Fantasy is not the opposite of reality; it is what reality forecloses, and, as a result, it defines the limits of reality, constituting it as its constitutive outside. The critical promise of fantasy, when and where it exists, is to challenge the contingent limits of what will and will not be called reality. Fantasy is what allows us to imagine ourselves and others otherwise; it establishes the possible in excess of the real; it points elsewhere, and when it is embodied, it brings the elsewhere home. (29)

Nice reference JJC. I'm fond of two flamingos, Carlos and Fernando, who adopted a chick. (Also fond of the penguins who did something similar).

I'm also fond of the sodomite medieval animals. Looking here at my Boswell, I see that the Epistle of Barnabas warned against hare-eating (makes you, in Boswell's translation, a "boy-molester").

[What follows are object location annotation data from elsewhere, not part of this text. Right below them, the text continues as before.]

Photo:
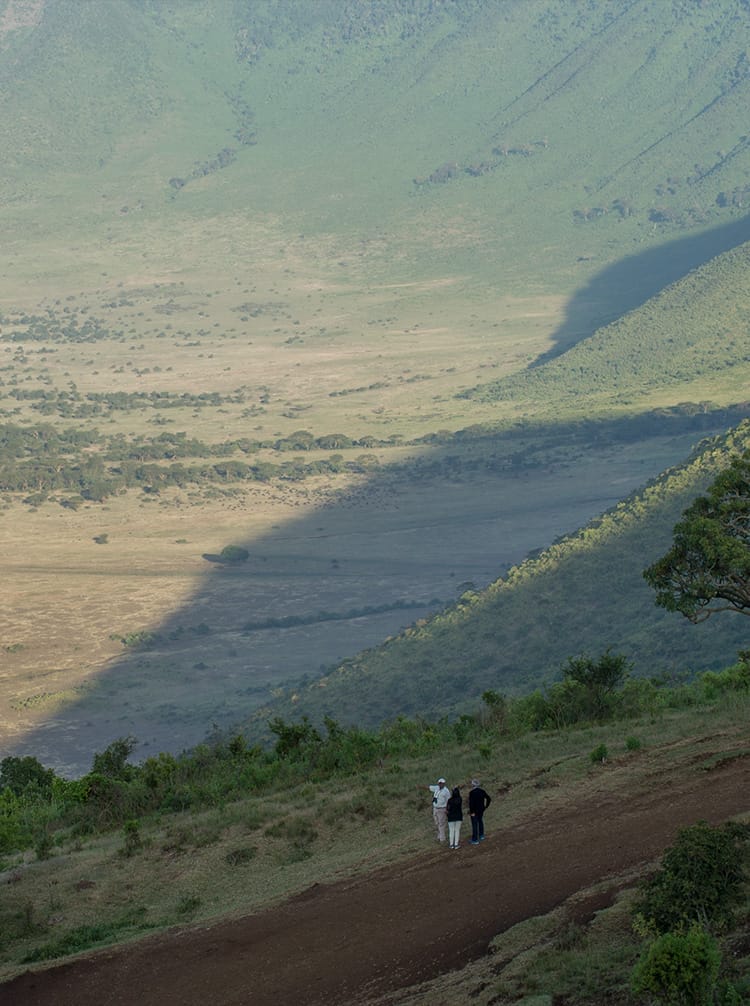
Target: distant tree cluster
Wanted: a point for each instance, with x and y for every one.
(708, 567)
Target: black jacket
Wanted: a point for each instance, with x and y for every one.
(479, 801)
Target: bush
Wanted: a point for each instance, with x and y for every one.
(700, 881)
(233, 553)
(680, 968)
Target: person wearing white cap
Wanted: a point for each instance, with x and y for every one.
(440, 797)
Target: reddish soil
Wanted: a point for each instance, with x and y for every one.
(345, 943)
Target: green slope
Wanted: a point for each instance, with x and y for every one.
(697, 331)
(583, 594)
(539, 135)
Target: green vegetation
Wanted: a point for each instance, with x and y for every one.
(708, 567)
(510, 635)
(202, 807)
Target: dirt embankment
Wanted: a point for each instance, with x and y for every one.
(344, 943)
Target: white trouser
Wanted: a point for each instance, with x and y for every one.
(440, 816)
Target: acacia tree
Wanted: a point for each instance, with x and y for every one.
(708, 567)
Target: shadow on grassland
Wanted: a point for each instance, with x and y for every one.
(356, 570)
(629, 283)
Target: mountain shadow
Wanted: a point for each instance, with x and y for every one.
(630, 282)
(362, 569)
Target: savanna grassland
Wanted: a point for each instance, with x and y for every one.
(334, 284)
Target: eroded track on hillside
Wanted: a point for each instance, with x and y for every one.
(348, 942)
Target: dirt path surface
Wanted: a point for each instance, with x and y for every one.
(345, 943)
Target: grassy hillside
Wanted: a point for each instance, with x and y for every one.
(512, 141)
(260, 257)
(209, 842)
(581, 595)
(695, 335)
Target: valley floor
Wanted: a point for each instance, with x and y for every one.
(365, 938)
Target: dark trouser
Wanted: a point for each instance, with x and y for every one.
(478, 827)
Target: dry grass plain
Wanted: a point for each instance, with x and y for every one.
(309, 352)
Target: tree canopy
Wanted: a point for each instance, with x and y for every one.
(708, 567)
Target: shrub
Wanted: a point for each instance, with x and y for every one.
(680, 968)
(700, 881)
(236, 857)
(233, 553)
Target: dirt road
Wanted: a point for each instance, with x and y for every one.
(344, 943)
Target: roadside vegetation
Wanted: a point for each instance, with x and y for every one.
(355, 800)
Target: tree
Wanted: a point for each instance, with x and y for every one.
(701, 880)
(18, 774)
(708, 567)
(598, 678)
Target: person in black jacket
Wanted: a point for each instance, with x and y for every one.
(479, 801)
(454, 808)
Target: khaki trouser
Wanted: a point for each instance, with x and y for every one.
(440, 817)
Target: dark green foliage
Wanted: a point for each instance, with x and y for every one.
(700, 881)
(113, 762)
(680, 969)
(240, 856)
(133, 838)
(583, 591)
(20, 774)
(708, 567)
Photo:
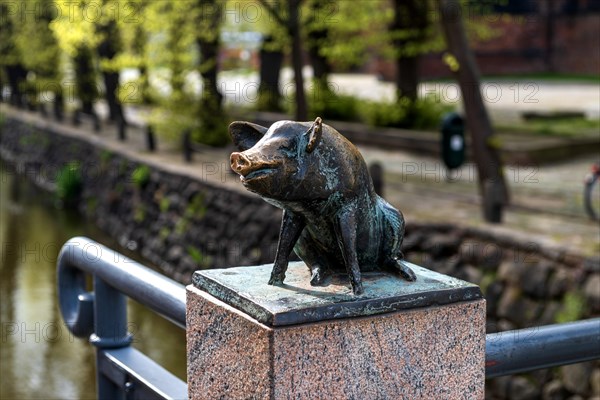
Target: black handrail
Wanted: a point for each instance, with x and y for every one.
(121, 370)
(101, 315)
(82, 255)
(525, 350)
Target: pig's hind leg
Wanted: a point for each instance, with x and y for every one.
(291, 228)
(308, 250)
(393, 234)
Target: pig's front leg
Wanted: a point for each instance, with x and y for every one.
(291, 228)
(345, 229)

Has something to do with the hare's natural propensity for growing a new anus every year ("For the hare grows a new anal opening each year, so that however many years he has lived, he has that many anuses." Like counting rings, I suppose.). The hyena, says the Epistle (and a lot of other works), changes its gender every year. The weasel? Prone to oral sex (perhaps that's why Giuliani hates ferrets so?). There's also the viper.

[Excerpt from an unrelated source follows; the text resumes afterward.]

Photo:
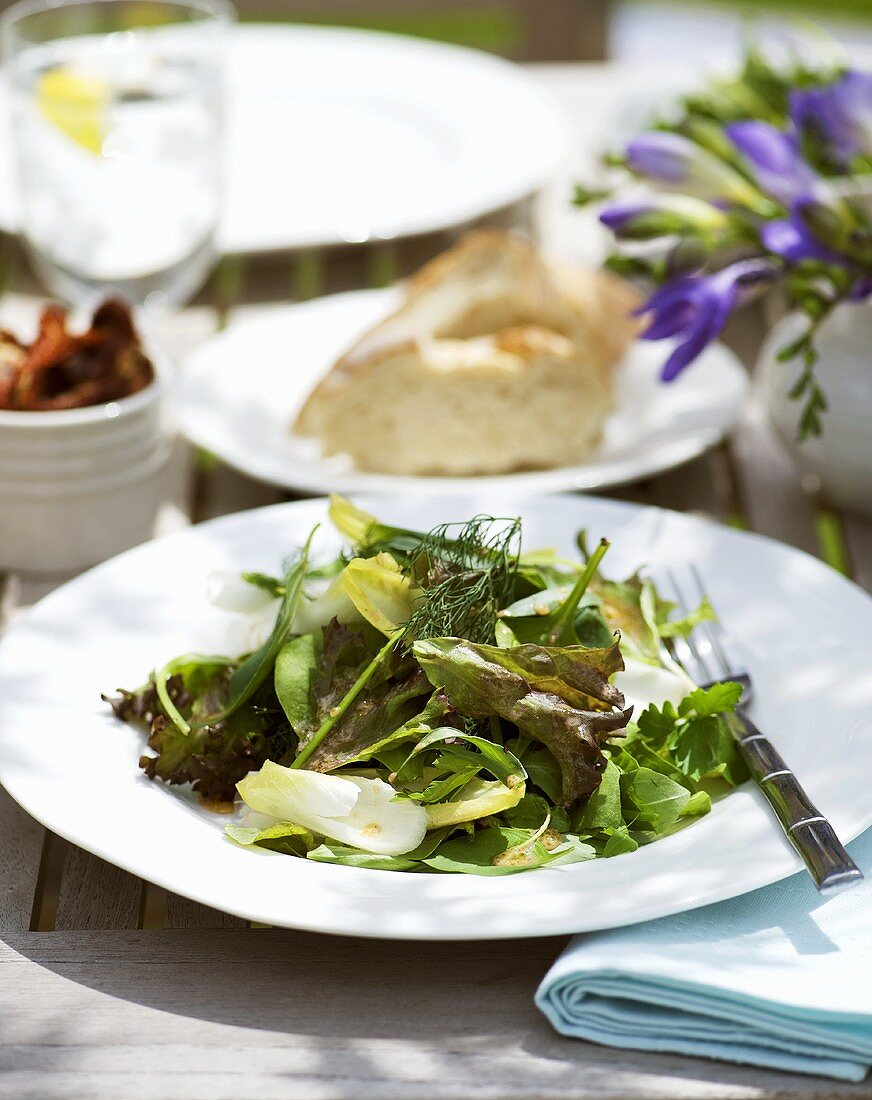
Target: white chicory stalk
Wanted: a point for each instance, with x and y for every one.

Does anyone know of an article on medieval unnatural animals? I'm inclined to say that the argument against using these animals to support the 'naturalness' of same-sex sex, sexuality, or unions would run aground on the Fall: since animals (for most exegetes) started eating each other after the Fall, why not assume that sin changed them in other ways too. I see in my notes on a Lynn Thorndike article of 1956 that at least one commentator thought hyenas are born of human corpses, and I recall that such creatures--gnats, for instance--did not come into existence until after the Fall. So perhaps hyenas were, at least in certain instances, also extranatural?

Another bleg: I recall a medieval story on the crucifixion in which, at the moment of Christ's death, all the sodomites died and the animals started talking. I thought it was in the Golden Legend--no dice--or the Historia Scholastica (not apparently). I can look harder, but perhaps someone remembers?

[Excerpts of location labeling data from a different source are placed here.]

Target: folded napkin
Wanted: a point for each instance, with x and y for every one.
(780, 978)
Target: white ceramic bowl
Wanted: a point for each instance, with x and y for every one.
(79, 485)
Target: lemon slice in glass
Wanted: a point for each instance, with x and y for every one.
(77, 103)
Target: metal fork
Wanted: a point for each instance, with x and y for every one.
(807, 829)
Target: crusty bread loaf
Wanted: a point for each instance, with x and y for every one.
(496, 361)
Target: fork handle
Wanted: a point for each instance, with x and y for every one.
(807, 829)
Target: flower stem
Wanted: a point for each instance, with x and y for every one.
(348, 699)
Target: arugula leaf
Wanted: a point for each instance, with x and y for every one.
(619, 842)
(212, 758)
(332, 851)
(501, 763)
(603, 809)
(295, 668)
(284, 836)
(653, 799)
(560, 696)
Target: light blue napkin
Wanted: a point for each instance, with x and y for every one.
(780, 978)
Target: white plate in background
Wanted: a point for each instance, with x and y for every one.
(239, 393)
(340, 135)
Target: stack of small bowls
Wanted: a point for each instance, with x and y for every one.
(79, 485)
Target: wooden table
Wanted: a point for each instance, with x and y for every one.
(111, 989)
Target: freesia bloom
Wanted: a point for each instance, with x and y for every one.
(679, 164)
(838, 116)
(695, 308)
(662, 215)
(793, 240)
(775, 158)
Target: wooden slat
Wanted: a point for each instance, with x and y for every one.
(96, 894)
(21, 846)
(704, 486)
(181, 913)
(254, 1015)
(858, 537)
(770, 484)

Another Damned Medievalist said...

Karl, if it's an animal, how can it be unnatural?

Karl Steel said...

Good q: depends on where you draw the line between nature and unnatural. I'm thinking of sodomy here as 'unnatural,' which is why animals that seem to 'naturally' cross gender lines, engage in sodomy, and otherwise complicate the line between natural and unnatural are so interesting to me. And no doubt so frustrating to reactionaries.

Another Damned Medievalist said...

And see, I'm such a subversive type that I figure if animals do it, it's probably a natural thing!

Of course, that means feeding the "Man is superior to animals because Man has a sense of right and wrong and knows how to conquer His animalistic tendencies" crowd.